Dates and time

Carefully read R4ds Chapter 16: Dates and times sections 1-3. I suggest you run the examples but I am not requiring that you do so. The assignment will require you to use some of the functions.

You will need to use the lubridate package. I believe it was installed when you installed the tidyverse package but lubridate is not loaded when you load the tidyverse library. You will have to load lubridate separately. If you get an error, then install it first.

As you will learn from the text, dates are tricky, in part because of the many ways in which dates are formatted. In the US, we tend to use MM/DD/YY, such as 11/19/1863. Europeans tend to use a format that switches the order of the month and year, like 19/11/1863. Other variations are common, such as 19 November 1863, Nov. 11th, 1863, and 19-11-63. If a date is given as 11/5/1605, is it November 5th or May 11th?

Different date formats have been developed for computers, but R and lubridate follow the ISO 8601 format of YYYY-MM-DD, e.g., 1863-11-19. However, this is just a way of representing the date, but not how dates are stored internally. Usually, dates are stored as the number of days since some particular reference point. For example, some UNIX systems use 1970-01-01 00:00:00 (hour minute seconds) as the reference point.

Computer systems also have to make assumptions about the century if it is not explicitly stated. For example, load lubridate and run this code.

mdy(c("1/2/54","12/31/68","1/1/69","1/2/99","1/2/04"))
## [1] "2054-01-02" "2068-12-31" "1969-01-01" "1999-01-02" "2004-01-02"

We would naturally assume that the second and third dates in the vector are only one day apart. However, the POSIXct standard assumes that years less than or equal to “68” belong to the 21st century and years greater than 68 belong to the 20th century.

Despite the complexities of dates (and time), lubridate date provides several convenience functions for wrangling dates. Lubridate can convert date strings, such as “19 November 1863” and “11/19/1863” to date the proper ISO formats using the dmy() and mdy() functions. Notice the names of the functions.
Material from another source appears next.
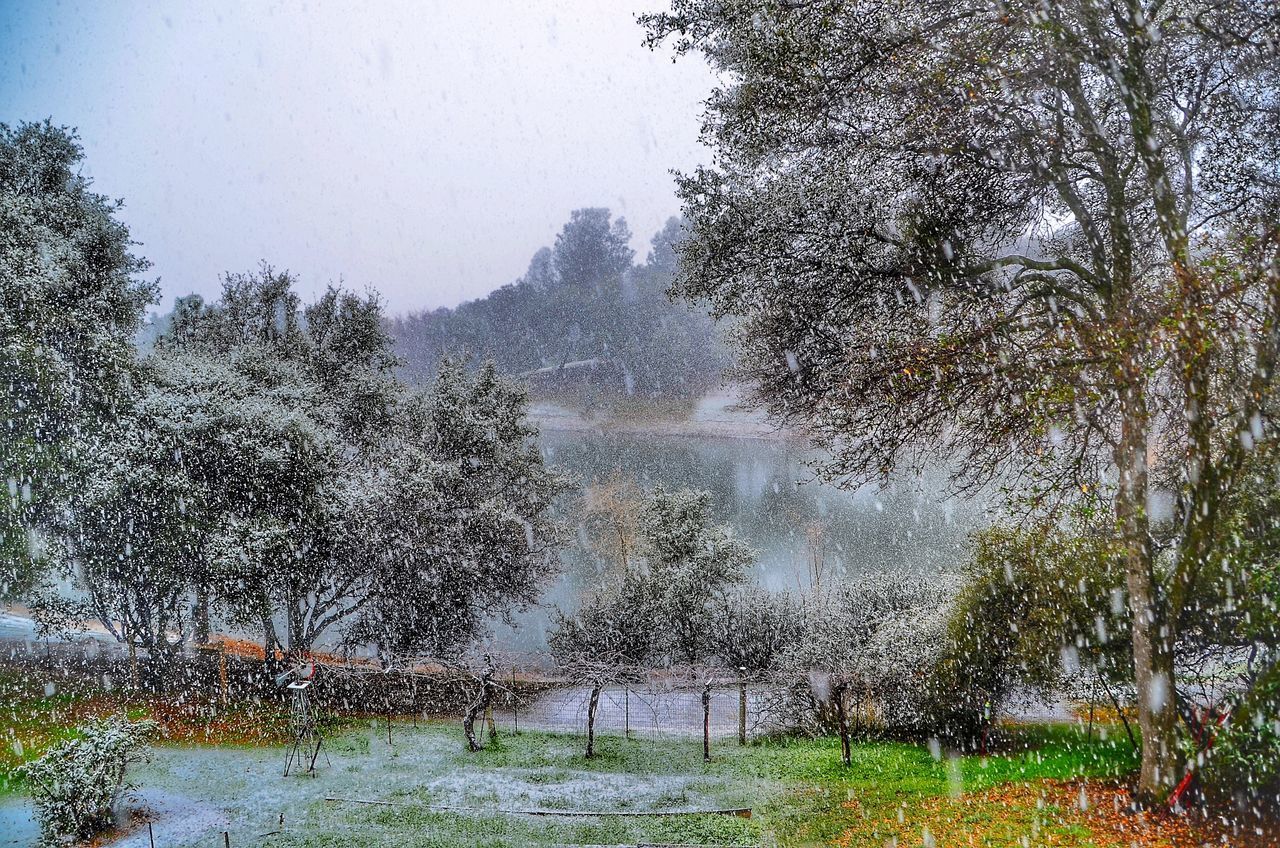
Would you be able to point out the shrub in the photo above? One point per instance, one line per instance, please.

You can change the order of d, m, and y to convert nearly any date string to the ISO format.

For example,

# Attestation clause, witnessing the U.S. constitution.
# Actual text spells out all of the numbers so here modified so it works.
attestation <- "17th Day of September in the Year of Our Lord 1787"

dmy(attestation)
## [1] "1787-09-17"

You can use make_date to assemble dates from numeric components, as shown here.

gf <- tibble(Day = 5, Month = 11, Year = 1605)

gf <- gf %>% mutate(Date = make_date(Year, Month, Day))
gf
## # A tibble: 1 x 4
##     Day Month  Year Date      
##   <dbl> <dbl> <dbl> <date>    
## 1     5    11  1605 1605-11-05
# Date stored as date format.
str(gf)
## tibble [1 × 4] (S3: tbl_df/tbl/data.frame)
##  $ Day  : num 5
##  $ Month: num 11
##  $ Year : num 1605
##  $ Date : Date[1:1], format: "1605-11-05"

You can extract months, weekdays, and more, too. Notice that the months are treated as ordered factors. Factored months ensures the months will appear in the proper order in plots.

# Short month name
month(gf$Date, label = TRUE)
## [1] Nov
## 12 Levels: Jan < Feb < Mar < Apr < May < Jun < Jul < Aug < Sep < ... < Dec
# Full month name
month(gf$Date, label = TRUE, abbr = FALSE)
## [1] November
## 12 Levels: January < February < March < April < May < June < ... < December

I’ve touched on some but not all of the functions you will need to complete this assignment. Read chapter 16, sections 1-3, then do the assignment.